EROS checkpointing and memory management
Tue, 22 Jun 1999 13:46:54 -0400

Jim Lewis writes:

>I've been thinking about this since your last post. Seems to me the
>primitive one needs is the ability to say "This object and all its
>dependents need to be written atomically".

Alan Cox has suggested that this is very hard.  It definitely *is* hard.  It all
comes down to a couple of issues.  If you have done the transaction support
necessary to track the causality you have incurred a great deal of expense to
handle a low likelihood case.  If you have to trace out the dependencies after
the fact (in the style of a garbage collection mark pass) you incur a lot of
cache damage.  Worst of all, sometimes the consistency rules force you to cross
subsystem boundaries, and then things get really painful.

It proves, however, that simply snapshotting the ENTIRE MACHINE is quite easy
and quite efficient.  Contrary to what you might expect, it does not induce
excess I/O -- there is some evidence that doing so may in practice *reduce*
total I/O in the common case.  There are definitely boundary cases, and they
definitely need to be addressed.

For an example of an implementation that does this in practice and works very
nicely, see "The Checkpoint Mechanism in KeyKOS" at:

[I lost track of who is who here:]

>> Why is having persistence managed by a library that is playing guessing games
>> of your intent a good idea ? It has to know about object relationships,
> potentially it has to blindly snapshot the entire system.

Hopefully, it's now clear that EROS doesn't try to discover object
relationships.  It does indeed snapshot the entire system.  Several people have
put forward analogy arguments based on garbage collection to suggest that the
performance of this will be inadequate.  Some of these arguments are clever, and
worth examining.  The bottom line, however, is that the performance numbers are
what they are, and that global checkpointing works just fine.

In brief, here is why:

There are really three separate issues:

1. How fast can you build the consistent snapshot?
2. How fast can you write the resulting snapshot to the disk?
3. How much does this write traffic (which will be done again after the snapshot
is stabilize) impede other things that you would rather be doing?

The anser to (1) is that you can do the snapshot by simply marking everything
copy on write.  In our current implementation this takes something on the order
of 50ms every 5 minutes.  We have a design that I think will get us into the low
hundreds of *microseconds*.

Problem (2) isn't hard once the snapshot is built.
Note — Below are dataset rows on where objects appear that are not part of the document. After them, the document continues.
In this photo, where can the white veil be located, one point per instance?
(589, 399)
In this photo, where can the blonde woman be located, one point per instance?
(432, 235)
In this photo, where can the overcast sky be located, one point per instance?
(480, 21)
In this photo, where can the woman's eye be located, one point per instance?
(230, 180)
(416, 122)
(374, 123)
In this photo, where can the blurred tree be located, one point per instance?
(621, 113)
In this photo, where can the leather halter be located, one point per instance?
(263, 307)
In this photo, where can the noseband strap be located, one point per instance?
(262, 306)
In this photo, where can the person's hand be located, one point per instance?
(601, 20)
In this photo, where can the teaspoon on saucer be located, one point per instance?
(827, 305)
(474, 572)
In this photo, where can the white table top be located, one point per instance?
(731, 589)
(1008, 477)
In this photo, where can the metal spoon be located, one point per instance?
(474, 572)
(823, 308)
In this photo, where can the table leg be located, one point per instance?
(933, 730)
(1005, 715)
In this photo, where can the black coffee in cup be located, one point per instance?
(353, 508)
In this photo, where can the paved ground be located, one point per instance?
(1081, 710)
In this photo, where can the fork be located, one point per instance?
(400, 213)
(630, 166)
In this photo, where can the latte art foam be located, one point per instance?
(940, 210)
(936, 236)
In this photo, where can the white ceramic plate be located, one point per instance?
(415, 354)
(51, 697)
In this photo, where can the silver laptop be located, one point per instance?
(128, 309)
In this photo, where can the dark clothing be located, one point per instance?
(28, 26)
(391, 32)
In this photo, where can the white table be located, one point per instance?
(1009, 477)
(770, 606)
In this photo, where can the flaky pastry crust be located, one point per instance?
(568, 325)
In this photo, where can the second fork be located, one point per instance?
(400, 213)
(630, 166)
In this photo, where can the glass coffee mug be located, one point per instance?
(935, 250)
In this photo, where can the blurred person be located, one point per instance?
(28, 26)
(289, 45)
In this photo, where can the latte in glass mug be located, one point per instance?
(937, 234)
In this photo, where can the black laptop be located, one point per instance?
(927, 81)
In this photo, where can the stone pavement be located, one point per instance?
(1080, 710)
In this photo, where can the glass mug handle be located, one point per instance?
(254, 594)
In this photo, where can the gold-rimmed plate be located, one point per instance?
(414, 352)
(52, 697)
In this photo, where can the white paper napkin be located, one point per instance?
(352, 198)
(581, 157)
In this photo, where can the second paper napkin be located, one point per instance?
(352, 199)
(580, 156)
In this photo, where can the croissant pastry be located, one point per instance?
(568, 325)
The snapshot itself is
written sequentially to preallocated space.  This can be done quite fast.  In
actual practice the main problem is making sure that you do not do it so
aggressively that you impede other I/O necessary for the system to make
progress.  In short: the problem is not getting it out fast enough, it's getting
it out *slow* enough.

As to (3), we have previously discussed in another part of this thread the fact
that EROS sustains 2.5x to 3x the write bandwidth of the best UNIX systems.
Given this, I think a strong case can be made that the overhead (and there *is*
a little bit) is coming out of headroom that simply doesn't exist in competing

>For the *exact same* reasons that automatic memory management with
>garbage collection is preferable to slinging your own buffers.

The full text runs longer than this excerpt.